The imperial revivalism of George Bush, Tony Blair and the neocons was catastrophic. After a trillion dollars of intervention, America and Britain have left the Muslim world as far from liberal democracy as ever. It is easy to say the agonies now being experienced from the shores of Lebanon to the borders of Pakistan and India are self-inflicted and "Muslim on Muslim", but all have been fuelled by western meddling. Invading armies, bloodthirsty occupations and drone bombings have been extremism's most potent recruiting sergeants. They must rank as the most counter-productive military adventures of recent times.
Those westerners who exulted in the Arab spring now seem naive visionaries. The uprisings may have toppled some secular bullies, often with the aid of western arms, but the resulting chaos delivered fanatical authority as the only focus of order and intellectual coherence.
All that the west can sensibly now do is look on with pain and sympathy. We have no dogs in these fights. On Monday the former head of MI6 Sir Richard Dearlove ridiculed the idea that teenage jihadists pose an existential threat to Britain. The power of Isis and its rival al-Qaida to harm Britain was wildly exaggerated. "Blood-curdling" invitations to young Britons to go out and fight should be downplayed. As Dearlove implies, religious wars are always the worst, but they are also the hardest to end. Outsiders rarely make them better.

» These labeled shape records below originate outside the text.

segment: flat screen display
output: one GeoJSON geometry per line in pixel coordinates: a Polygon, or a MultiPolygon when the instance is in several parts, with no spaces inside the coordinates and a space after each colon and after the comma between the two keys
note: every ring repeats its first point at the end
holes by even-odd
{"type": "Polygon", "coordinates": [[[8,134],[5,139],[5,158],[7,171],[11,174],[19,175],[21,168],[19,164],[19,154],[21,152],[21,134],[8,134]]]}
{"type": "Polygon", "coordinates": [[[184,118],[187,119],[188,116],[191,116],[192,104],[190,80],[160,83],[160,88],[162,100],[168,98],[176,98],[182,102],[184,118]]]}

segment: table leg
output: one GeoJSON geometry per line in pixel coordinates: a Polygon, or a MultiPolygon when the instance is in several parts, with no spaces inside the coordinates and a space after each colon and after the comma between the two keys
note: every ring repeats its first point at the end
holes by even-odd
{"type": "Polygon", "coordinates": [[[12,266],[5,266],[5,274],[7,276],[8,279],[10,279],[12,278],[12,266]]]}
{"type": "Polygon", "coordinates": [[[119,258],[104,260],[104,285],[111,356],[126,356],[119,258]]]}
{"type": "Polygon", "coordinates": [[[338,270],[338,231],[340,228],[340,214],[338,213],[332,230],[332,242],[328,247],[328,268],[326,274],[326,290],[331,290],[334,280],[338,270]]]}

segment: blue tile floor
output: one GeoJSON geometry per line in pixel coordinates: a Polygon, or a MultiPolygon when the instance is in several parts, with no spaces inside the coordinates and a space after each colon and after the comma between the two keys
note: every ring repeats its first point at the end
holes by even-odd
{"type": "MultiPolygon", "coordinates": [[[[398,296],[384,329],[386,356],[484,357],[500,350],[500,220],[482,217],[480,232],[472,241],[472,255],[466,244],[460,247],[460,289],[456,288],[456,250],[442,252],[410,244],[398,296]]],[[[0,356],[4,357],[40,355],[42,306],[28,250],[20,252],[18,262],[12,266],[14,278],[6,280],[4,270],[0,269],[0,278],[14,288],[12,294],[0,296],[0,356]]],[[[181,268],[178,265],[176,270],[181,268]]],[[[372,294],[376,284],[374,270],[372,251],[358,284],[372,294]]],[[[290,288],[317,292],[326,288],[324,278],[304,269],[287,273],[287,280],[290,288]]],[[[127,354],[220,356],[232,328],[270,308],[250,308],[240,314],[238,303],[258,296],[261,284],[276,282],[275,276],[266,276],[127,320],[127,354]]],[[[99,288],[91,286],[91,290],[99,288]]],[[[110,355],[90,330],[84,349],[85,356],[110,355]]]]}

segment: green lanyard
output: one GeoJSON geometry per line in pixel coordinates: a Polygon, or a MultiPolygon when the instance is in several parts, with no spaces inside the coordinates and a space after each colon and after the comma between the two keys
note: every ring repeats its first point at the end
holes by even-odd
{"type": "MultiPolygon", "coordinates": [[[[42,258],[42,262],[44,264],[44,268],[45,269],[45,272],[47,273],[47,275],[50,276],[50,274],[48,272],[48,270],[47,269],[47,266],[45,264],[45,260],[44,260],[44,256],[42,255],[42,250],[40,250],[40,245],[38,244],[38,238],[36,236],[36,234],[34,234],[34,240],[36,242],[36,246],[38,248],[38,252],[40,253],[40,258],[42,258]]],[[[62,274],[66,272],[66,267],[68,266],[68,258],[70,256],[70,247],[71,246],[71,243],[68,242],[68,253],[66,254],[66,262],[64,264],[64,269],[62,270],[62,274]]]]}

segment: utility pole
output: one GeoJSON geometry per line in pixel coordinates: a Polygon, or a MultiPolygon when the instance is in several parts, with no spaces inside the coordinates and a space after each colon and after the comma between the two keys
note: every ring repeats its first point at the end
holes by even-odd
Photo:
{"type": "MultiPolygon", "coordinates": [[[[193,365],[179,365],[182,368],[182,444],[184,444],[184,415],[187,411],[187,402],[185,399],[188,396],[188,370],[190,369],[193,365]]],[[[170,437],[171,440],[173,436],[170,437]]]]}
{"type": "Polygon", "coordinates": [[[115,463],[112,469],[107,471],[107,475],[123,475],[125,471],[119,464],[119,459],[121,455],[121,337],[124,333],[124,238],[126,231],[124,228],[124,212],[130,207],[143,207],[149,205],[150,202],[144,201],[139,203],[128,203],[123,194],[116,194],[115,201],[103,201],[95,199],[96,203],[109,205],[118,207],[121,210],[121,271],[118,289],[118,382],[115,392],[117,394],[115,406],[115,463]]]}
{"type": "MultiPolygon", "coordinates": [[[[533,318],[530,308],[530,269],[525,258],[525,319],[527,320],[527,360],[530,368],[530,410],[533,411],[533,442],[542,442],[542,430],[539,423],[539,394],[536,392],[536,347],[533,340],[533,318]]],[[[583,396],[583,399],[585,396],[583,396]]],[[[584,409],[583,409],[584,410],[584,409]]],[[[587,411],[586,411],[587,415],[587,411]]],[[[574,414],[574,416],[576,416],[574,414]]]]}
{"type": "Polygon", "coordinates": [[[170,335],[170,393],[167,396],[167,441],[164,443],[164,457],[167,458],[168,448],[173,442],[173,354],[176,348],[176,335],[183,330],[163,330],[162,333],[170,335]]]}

The people of the Muslim world clearly need the west's humanitarian aid and sanctuary in distress. Britain must accept that there will be echoes of their conflicts in its domestic communities. But the glint in the eye of Washington and London that Islam's tribal tribulations might be relieved with more guns, more missiles and more soldiers is cynical warmongering. We have done more damage to the Muslim world than it has ever done to us. We should leave it alone. We have weed enough in our own garden.